AI Doesn’t Create Bias, It Scales It
AI is already helping teams move faster, uncover insights, streamline workflows, and unlock creative possibilities. The opportunity now is to pair speed and scale with ethical stewardship of this technology, recognizing that AI acts like a mirror. It reflects who built it and what it’s trained on. Every AI system learns from human-generated data and that data carries the full weight of our history: who held power, whose voices were centered, and whose were left out. For brands, what gets reflected can show up in campaigns, content, and the audiences you center or exclude — either building trust or quietly eroding it.
Why AI Scales Bias
AI systems learn by finding patterns in massive amounts of existing data. When that data reflects a world shaped by historical inequity, the model learns those inequities as if they were facts. Bias also enters through the algorithms themselves, vague or assumptive prompting, lack of review, and through a lack of diverse perspectives in the rooms where these tools are designed and tested. The problem isn’t that AI invents new bias. It’s that it scales existing bias, applying it faster, and with an air of objectivity that makes it harder to question.
What AI Bias Can Look Like
Bias in AI isn’t always obvious. Here are three documented examples of how it can show up in the work. These examples are not exhaustive. Bias in AI can affect people across races, gender, age, disability, sexual orientation, and more.
1. Visual Stereotyping: Generative AI tools have been documented producing racially and gender-coded outputs unprompted. Ask for a “CEO” and you’re likely to get a Caucasian man. Ask for a “housekeeper” or “nurse” and the outputs shift, reflecting common stereotypes the model learned from its training data rather than any instruction given. In some cases, AI has also penalized or erased people depicted with darker skin tones or natural hairstyles, reinforcing narrow definitions of professionalism, beauty, or authority. These results highlight AI’s difficulty reflecting real cultural nuance across audiences.

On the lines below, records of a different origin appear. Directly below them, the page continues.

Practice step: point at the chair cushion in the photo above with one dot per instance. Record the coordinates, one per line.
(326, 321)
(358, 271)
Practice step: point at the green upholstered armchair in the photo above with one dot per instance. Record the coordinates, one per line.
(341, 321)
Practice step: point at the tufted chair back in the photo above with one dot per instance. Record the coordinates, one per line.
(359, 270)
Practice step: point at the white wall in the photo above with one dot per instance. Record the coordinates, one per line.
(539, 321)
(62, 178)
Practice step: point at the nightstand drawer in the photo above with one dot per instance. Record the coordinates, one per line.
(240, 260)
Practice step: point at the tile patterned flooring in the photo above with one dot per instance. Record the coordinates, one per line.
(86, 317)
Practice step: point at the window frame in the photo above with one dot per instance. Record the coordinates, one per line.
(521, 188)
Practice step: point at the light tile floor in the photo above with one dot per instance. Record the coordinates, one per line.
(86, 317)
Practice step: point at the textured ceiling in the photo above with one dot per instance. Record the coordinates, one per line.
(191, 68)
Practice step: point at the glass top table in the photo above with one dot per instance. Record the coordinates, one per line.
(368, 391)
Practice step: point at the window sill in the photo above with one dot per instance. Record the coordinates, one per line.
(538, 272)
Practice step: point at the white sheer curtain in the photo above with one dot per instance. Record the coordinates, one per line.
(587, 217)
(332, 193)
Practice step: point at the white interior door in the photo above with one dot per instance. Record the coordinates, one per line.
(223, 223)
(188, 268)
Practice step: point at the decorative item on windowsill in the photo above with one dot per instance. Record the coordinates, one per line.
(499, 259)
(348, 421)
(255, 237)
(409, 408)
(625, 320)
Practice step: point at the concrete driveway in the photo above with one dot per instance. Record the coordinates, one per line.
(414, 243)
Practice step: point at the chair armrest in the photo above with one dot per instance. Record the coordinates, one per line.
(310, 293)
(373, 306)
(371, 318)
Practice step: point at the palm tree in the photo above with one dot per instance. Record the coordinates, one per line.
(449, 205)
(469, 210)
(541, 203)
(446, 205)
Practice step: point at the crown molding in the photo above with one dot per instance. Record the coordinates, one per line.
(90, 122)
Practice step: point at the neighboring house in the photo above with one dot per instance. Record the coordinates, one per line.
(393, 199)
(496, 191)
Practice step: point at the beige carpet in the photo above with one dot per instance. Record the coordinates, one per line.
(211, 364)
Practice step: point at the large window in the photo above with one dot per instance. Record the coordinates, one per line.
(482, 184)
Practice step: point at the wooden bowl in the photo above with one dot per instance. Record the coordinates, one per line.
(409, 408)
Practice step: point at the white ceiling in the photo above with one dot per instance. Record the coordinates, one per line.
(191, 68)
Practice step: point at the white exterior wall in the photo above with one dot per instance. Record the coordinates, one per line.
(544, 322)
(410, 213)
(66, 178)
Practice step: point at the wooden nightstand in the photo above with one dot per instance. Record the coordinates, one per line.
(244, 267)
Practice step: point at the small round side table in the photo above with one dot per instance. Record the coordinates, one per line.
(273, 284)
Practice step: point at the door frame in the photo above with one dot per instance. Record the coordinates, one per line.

2. Content Framing: AI bias also shapes how existing content is interpreted, summarized and reframed. A 2025 audit of Apple Intelligence found that the tool often inserted stereotyped associations when summarizing messages or news content (for example, assuming a doctor is a man, or a nurse is a woman without any supporting context). The same audit found patterns where Whiteness was treated as the default, tending to omit mention of race or ethnicity for White subjects while retaining it for Asian, Hispanic, and Black individuals. As AI summaries become embedded in phones, search, social media and other tools, these subtle choices influence how consumers perceive information, people and brands.
3. Western-Centric Data: Most AI systems are trained predominantly on English-language, Western data, and much of it comes from American-centric web content. Research has also found that language model outputs tend to align most closely with Western, English-speaking cultural values, even when used by global audiences. As a result, AI-generated copy may rely on humor, idioms, or references that do not translate well or lack local cultural nuance. This can quietly center a Western, often affluent worldview while sidelining other perspectives.
We Bring Bias to the Table, Too
We all carry unconscious biases shaped by our backgrounds, experiences, and blind spots, and those biases influence how we prompt, what we accept, and what we don’t think to question. Layered on top of that are cognitive biases that kick in fast-paced business environments where speed and efficiency are constant expectations:
- Expediency bias: favoring quick, convenient outputs under time pressure.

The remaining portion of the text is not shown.